By his own verdict, David was the one who should die. But instead, God commanded that the child of his sin should die. To the king, the death of the child would be a much greater chastisement through his life than his own death.
By commanding the death of Uriah by the Ammonites, David was blamed for the blood of his faithful servant as if he had done the killing himself. The Lord put upon the king the charge of murder. And the king had no right to Bethsheba because she was the rightful wife of Uriah. In killing Uriah and then taking his wife, the king had done a great sin that permitted the enemies of God to blaspheme His holy name. The king was without excuse. He knew that he was in the wrong and that the sentence pronounced was just.

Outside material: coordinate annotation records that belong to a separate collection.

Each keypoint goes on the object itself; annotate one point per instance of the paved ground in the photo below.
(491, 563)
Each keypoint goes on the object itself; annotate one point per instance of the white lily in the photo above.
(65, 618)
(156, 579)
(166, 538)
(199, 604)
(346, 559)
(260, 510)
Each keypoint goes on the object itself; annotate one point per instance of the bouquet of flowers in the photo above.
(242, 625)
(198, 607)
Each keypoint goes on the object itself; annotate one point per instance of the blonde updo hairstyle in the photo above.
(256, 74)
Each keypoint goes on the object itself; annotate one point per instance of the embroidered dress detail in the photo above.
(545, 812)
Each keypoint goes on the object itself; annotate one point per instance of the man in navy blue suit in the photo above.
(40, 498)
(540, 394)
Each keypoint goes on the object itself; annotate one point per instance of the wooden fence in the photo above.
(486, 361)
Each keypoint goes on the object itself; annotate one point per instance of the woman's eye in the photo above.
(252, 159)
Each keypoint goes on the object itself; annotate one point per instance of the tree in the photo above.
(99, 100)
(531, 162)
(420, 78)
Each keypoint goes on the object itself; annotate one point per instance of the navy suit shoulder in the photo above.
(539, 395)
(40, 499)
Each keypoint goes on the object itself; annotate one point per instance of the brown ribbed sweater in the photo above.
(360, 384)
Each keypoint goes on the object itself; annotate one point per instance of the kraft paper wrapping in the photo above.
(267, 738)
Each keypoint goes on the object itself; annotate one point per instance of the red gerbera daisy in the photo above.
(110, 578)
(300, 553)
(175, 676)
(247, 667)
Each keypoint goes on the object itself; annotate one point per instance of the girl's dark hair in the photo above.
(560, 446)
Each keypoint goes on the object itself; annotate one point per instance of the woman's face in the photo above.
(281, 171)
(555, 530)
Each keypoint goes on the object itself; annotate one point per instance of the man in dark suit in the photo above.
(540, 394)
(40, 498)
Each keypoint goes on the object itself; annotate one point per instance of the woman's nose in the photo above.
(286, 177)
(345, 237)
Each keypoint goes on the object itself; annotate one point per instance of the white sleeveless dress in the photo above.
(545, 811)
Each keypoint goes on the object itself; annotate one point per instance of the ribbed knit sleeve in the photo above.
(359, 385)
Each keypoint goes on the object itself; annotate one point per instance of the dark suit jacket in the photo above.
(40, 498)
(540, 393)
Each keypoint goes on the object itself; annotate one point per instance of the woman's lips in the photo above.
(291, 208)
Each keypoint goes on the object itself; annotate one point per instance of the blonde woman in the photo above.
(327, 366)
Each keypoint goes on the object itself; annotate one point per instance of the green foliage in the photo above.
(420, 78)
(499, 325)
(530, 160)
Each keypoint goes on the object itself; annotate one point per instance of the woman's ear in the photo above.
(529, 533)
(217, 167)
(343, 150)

After this sad experience, David had complete repentance and restoration (Psalm 51). As he had done to others, so now he himself was to receive. The door of evil that David had opened would surround his offspring. However, God is merciful. David and Bathsheba bore another son, who David named Solomon and scriptures tell us that the LORD loved him. God chose this son to be the next king after David. King Solomon is known to be the wisest man that ever lived.